Lo más interesante del sensible incremento del antisemitismo de izquierdas no es tanto el odio que lo alimenta como el impulso a tolerarlo o incluso justificarlo por parte de cierta izquierda judía.
Tras el tiroteo en la sinagoga de Pittsburgh, no cabe pretender que la derecha antisemita está muerta y no representa una amenaza letal para los judíos, aunque siga siendo numéricamente diminuta, y marginal en términos de acceso a posiciones de influencia y poder.

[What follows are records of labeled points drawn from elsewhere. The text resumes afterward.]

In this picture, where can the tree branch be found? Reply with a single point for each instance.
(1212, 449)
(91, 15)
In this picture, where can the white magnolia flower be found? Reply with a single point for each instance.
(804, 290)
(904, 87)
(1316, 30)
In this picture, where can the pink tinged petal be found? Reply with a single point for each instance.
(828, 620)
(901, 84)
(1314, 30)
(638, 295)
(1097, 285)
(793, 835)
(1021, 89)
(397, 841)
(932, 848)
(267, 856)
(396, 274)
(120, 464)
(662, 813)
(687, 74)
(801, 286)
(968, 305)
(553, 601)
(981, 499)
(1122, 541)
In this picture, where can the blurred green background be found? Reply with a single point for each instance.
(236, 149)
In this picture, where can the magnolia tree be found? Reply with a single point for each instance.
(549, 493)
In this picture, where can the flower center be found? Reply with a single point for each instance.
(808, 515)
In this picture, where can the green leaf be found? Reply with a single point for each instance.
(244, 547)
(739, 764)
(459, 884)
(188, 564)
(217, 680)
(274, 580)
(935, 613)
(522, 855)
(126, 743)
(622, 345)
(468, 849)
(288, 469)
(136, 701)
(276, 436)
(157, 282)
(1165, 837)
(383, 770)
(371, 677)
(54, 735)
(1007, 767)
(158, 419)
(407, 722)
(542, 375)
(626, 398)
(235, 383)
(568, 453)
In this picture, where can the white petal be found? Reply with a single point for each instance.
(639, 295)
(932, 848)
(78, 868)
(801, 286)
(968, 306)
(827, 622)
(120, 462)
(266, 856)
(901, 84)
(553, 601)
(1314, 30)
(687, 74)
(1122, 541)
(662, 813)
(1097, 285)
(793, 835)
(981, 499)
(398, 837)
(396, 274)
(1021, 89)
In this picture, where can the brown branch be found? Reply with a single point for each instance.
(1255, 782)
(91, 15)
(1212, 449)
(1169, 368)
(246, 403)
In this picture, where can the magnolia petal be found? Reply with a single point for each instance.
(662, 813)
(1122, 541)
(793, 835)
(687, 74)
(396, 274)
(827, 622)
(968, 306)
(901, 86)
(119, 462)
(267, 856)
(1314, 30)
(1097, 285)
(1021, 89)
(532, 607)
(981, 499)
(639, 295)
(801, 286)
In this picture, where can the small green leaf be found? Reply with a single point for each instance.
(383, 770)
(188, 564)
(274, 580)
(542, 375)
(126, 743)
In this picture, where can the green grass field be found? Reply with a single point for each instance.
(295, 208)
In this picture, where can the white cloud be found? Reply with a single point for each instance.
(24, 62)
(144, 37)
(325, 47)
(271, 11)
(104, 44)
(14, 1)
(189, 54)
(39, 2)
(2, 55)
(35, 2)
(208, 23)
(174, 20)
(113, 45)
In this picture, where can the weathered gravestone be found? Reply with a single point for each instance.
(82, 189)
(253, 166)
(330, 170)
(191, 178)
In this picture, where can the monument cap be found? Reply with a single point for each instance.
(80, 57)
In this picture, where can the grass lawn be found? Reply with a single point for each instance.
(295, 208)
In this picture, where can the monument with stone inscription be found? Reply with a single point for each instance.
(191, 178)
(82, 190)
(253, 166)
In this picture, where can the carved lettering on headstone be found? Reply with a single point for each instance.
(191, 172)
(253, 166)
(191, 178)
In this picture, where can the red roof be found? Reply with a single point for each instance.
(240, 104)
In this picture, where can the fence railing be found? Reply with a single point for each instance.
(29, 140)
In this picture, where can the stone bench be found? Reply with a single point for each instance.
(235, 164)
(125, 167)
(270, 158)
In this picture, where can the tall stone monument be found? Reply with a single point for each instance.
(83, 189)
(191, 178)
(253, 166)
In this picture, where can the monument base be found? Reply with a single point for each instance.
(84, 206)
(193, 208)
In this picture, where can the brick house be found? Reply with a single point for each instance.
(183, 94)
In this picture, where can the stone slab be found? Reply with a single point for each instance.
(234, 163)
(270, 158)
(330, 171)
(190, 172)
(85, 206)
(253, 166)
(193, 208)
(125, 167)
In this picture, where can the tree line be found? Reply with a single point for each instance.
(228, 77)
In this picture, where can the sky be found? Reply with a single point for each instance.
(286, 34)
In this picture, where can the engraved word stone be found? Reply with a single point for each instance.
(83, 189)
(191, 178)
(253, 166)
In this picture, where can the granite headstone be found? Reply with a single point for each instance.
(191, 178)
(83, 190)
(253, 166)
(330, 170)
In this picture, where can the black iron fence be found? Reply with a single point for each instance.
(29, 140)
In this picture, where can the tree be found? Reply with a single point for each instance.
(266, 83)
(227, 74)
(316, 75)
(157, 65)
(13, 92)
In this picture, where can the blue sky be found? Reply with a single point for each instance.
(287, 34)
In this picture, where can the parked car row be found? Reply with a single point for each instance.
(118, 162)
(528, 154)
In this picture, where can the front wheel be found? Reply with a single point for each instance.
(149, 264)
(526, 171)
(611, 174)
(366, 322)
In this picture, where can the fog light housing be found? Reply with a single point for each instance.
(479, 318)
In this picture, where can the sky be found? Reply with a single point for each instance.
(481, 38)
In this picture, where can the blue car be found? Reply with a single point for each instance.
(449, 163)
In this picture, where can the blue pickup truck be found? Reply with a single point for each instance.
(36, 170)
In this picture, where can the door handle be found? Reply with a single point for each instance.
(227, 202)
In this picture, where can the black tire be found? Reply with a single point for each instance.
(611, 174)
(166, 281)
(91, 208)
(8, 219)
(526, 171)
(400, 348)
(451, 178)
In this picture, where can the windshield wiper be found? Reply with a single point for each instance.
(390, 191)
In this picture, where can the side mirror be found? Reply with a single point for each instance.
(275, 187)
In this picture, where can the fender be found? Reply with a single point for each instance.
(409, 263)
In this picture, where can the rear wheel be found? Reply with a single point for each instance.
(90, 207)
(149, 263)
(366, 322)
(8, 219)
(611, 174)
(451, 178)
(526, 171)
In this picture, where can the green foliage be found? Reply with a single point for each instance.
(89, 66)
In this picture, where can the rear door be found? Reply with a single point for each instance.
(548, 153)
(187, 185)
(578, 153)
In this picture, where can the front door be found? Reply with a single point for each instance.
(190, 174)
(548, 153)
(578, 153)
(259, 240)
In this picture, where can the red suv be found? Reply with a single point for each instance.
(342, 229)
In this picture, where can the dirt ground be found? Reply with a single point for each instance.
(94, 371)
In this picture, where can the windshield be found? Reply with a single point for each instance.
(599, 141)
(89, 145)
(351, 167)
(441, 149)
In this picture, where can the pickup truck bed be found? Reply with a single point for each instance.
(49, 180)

Pero cuando se trata de la creciente visibilidad e influencia de los que están dispuestos a abogar abiertamente por la demonización y destrucción del único Estado judío del planeta, la reacción de algunos en la izquierda no ha sido tanto de rechazo como de abrazo.
Esa es la penosa conclusión que se extrae de las reacciones a la polémica sobre el ya excomentarista de la CNN Marc Lamont Hill y su diatriba contra Israel en Naciones Unidas, así como del abierto apoyo al movimiento BDS por parte de los dos nuevos miembros musulmano-americanos del Congreso.
El ejemplo más prominente lo tenemos en la columnista del New York Times Michelle Goldberg, que en esta columna aduce sin rodeos que la propuesta de eliminar el Estado judío no sólo no es antisemita, sino que de algún modo se ajusta a los valores de los judíos de la Diáspora.
Aunque este razonamiento se enmarca en unos términos que tratan de pintar a los enemigos izquierdistas de Israel como defensores de los valores progresistas, lo cierto es lo opuesto. Goldberg justifica una clase de sesgo indistinguible del antisemitismo. Que lo haga presentándose como guardiana de los valores judíos es tremendamente despreciable.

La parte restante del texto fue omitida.